In 2017, UK train operating companies were expected to pay back customer claims for trains delayed by more than 30 minutes with tens of thousands per month). But with no way of truly knowing which person was on what train. The AI engine was looking for fraud based on historic one month of claims for a given route and placed claims into 10 “risk of fraud” bands (1 being lowest risk and 10 highest risk). It would then be possible to set a threshold of which bands should be: “clear to repay” and which should be “hold for investigation”.

Function

Finance

Accounts Payable And Receivable

Background

Out of 1000s train delay claims, a good percentage are fraudulent.

Reported Results

93% of all claims could be marked as “clear to pay” leading to faster payment
Around 70% accuracy in identifying fraudulent claims

Benefits

Cost - Fraud reduction

Technology

"When fraudsters attempt to industrialise their activity to make more money, they re-use parts of identities or leave other traces to indicate the frauds are related.

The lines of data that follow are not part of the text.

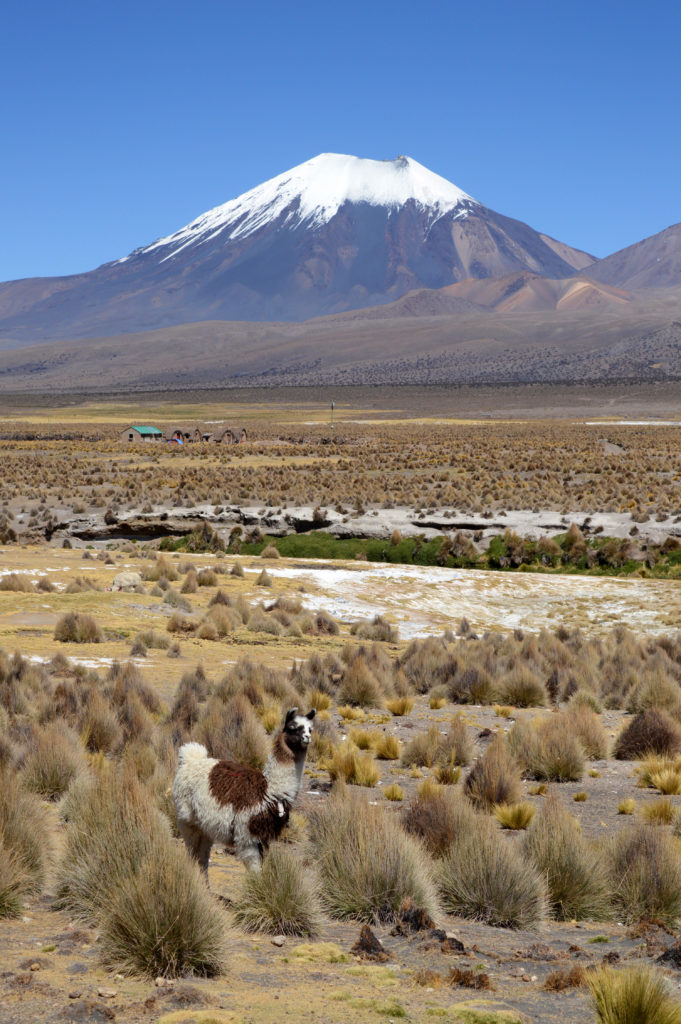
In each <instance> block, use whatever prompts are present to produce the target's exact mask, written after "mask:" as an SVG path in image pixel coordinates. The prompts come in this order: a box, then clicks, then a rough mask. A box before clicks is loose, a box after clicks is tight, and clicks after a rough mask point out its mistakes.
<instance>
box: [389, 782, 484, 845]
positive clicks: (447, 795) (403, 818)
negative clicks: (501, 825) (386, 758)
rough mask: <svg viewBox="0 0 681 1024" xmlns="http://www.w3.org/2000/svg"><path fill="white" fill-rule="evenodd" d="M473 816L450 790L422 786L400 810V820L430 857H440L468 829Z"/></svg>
mask: <svg viewBox="0 0 681 1024" xmlns="http://www.w3.org/2000/svg"><path fill="white" fill-rule="evenodd" d="M474 816H475V811H474V810H473V809H472V807H471V806H470V804H469V803H467V802H466V801H465V800H463V799H462V798H461V797H460V796H459V795H458V794H456V793H454V792H453V791H452V790H448V788H445V787H444V786H440V785H438V786H436V787H432V786H425V785H422V786H421V788H420V791H419V793H418V794H417V796H416V797H415V798H413V799H412V800H411V801H410V803H409V804H408V806H407V807H406V808H405V809H403V810H402V812H401V821H402V825H403V826H405V828H406V829H407V831H408V833H410V834H411V835H412V836H416V837H418V839H420V840H421V841H422V842H423V843H424V845H425V846H426V848H427V849H428V851H429V852H430V853H431V854H432V855H433V856H434V857H442V856H443V855H444V854H445V853H446V851H448V850H449V849H450V847H451V846H452V844H453V843H454V841H455V840H456V838H457V836H458V835H459V834H460V833H461V830H462V829H466V828H467V827H470V826H471V823H472V822H473V821H474Z"/></svg>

They also repeat behaviour, that leaves evidence of homogeneous behaviour across a network, indicative of a “controlling criminal mind”. By replicating your best investigators’ approach across networked data, the AI will not only alert far more accurately, but will also provide the investigator team with a picture and explanation of the fraud."

Data

"Shared identities, addresses, bank accounts, email addresses, web channel data, time correlated trips, relationships, transactions, providers, geographies, etc."